In some cases, defendants may challenge the conviction in the trial court for factors that deprived them of a fair trial. Common grounds for challenging a conviction include ineffective assistance of counsel; newly discovered evidence; and changes in the law. Defendants granted post-conviction relief may be entitled to dismissal of the charges against them; a new trial; or modification of their sentences.
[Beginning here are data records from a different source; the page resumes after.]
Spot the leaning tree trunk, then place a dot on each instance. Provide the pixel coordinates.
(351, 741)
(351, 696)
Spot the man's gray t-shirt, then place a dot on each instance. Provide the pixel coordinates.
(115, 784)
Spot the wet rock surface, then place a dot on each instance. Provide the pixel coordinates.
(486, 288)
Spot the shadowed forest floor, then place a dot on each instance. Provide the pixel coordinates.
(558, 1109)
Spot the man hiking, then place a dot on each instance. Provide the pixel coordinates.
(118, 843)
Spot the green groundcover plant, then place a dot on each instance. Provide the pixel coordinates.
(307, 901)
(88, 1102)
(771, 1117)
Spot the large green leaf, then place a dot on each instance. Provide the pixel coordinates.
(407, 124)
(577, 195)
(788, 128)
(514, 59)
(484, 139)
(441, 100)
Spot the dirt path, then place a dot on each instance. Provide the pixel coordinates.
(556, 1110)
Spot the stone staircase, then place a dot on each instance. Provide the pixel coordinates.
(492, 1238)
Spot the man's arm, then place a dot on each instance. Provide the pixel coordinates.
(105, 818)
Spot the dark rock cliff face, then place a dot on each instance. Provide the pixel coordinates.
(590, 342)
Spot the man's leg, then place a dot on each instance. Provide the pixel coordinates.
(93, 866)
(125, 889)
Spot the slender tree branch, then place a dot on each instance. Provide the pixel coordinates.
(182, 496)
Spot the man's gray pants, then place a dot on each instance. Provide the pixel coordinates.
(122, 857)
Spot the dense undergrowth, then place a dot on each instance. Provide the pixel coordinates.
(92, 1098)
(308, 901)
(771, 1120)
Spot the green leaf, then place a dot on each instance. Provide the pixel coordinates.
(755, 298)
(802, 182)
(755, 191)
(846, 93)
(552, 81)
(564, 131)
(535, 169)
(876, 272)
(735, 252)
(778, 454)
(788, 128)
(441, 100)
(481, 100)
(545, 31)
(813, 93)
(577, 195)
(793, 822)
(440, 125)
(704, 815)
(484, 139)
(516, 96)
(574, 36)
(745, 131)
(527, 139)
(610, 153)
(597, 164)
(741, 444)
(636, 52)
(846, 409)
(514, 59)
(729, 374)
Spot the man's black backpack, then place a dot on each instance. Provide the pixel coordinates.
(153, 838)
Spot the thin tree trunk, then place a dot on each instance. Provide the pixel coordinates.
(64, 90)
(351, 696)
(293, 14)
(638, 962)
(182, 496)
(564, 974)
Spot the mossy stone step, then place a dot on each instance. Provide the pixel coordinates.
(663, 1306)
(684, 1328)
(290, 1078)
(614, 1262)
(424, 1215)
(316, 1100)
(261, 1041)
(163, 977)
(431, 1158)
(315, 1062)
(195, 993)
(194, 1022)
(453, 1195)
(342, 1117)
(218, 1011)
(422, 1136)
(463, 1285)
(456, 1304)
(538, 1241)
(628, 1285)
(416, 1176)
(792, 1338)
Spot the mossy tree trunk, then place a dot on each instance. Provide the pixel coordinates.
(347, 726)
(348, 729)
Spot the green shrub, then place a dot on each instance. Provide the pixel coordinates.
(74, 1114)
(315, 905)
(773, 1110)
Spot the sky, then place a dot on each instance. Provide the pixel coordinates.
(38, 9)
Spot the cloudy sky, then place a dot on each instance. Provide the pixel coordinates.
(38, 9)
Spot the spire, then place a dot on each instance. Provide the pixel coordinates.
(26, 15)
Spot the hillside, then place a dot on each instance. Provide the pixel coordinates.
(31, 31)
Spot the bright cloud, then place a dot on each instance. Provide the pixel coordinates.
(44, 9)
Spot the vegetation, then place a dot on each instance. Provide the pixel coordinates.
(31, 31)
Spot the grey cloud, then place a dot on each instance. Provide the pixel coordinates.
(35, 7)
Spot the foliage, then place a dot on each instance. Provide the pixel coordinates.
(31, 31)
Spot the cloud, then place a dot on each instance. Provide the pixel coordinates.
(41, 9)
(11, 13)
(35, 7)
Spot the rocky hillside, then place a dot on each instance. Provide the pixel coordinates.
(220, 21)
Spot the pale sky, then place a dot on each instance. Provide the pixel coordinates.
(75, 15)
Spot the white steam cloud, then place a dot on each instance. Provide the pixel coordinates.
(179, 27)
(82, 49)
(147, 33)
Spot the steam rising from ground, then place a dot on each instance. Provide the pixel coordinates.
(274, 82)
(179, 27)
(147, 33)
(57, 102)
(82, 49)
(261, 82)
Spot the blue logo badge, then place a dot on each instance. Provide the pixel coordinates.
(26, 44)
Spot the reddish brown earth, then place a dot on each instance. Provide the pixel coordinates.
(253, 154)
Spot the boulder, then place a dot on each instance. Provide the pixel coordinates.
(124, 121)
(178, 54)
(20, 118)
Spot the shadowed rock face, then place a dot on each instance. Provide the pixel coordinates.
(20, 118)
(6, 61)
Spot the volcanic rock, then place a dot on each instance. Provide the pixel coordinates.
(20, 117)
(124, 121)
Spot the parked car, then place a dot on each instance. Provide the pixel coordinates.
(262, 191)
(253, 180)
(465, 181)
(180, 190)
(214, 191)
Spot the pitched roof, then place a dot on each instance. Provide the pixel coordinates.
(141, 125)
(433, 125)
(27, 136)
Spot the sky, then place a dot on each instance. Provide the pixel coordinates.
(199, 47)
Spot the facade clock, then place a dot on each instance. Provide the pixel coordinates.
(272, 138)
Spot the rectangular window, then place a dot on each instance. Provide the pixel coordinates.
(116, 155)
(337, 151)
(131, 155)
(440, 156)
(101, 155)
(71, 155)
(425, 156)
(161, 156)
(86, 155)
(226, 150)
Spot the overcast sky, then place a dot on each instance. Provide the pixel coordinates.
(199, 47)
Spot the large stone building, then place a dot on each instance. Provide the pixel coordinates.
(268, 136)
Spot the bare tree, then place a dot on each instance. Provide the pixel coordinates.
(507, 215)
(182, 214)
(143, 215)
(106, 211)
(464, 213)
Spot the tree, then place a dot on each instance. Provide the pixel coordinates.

One of the most common grounds for post-conviction relief is ineffective assistance of counsel and is available if a defense attorney fails to vigorously defend the client at trial. In Arizona, defense attorneys may be deemed ineffective if they fail to undertake “meaningful adversarial testing.” Defendants may assert ineffective of counsel, for instance, if their defense attorneys, due to incompetence, make errors that affected the outcome of the case, or fail to call or cross-examine witnesses.

  1. Appeals

Defendants may also seek relief in appellate courts to challenge a conviction. In an appeal, defendants may raise errors that occurred during the trial, including errors committed by the trial judge, prosecutors, and defense attorneys. The grounds for appeal are numerous and include improper admission of evidence, constitutional violations, and ineffective assistance of counsel. Coerced admissions, evidence admitted from improper searches, and denial of assistance of counsel are just a few of the many grounds that may form the basis of a successful appeal.

 

  1. Habeas Corpus.

Habeas corpus actions challenge an improper detention in state and federal courts and can be filed at any time during the criminal proceedings. They are commonly filed after all appellate and post-conviction relief options have been exhausted. In addition to challenging improper convictions, habeas corpus can also be used earlier in the proceedings to challenge the amount of bail, extradition procedures and the jurisdiction of the court that sentenced the defendant, particularly in federal courts.

 

  1. Sentence Modifications

After conviction, defendants can petition to have their sentence modified. Defendants may request changes to the sentence as minor as the reduction of probation fees to substantial changes such as reducing the length of confinement. Petitions for sentence modifications are sometimes approved with the consent of the probation officer and prosecutor, particularly when supporting evidence of the defendant’s cooperation and rehabilitation is presented. Character evidence submitted by friends and family help to foster sympathetic feelings toward the defendant by the judge.

 

  1. Early termination of probation

For defendants who are serving probation, a defense attorney can assist in terminating the probated sentence early. An attorney can gather character evidence and package it in a compelling way to gain sympathy for the defendant. In Arizona, many defendants are successful in obtaining early termination of their probation when they have served about half of their probated sentence. With the assistance of aggressive counsel, some probationers have been able to have their probation terminated even earlier. Paying all restitution owed and complying with the terms of the probation are also key factors in successfully terminating probation early.

 

  1. Judgment of Guilt Set Aside and Restoration of Civil Rights

The effects of a criminal conviction can last long after the sentence has been completed and can negatively impact the defendant’s ability to secure employment and vote. In Arizona, one important action for defendants who have completed their sentence is having the judgment of guilt set aside. This action is similar to expungement in other states. One of the most valuable benefits of having the judgment of guilt set is aside is that defendants no longer need to reveal their past conviction on employment applications. Convicted felons may also seek restoration of their civil rights along with having the judgment of guilt set aside to restore their voting rights.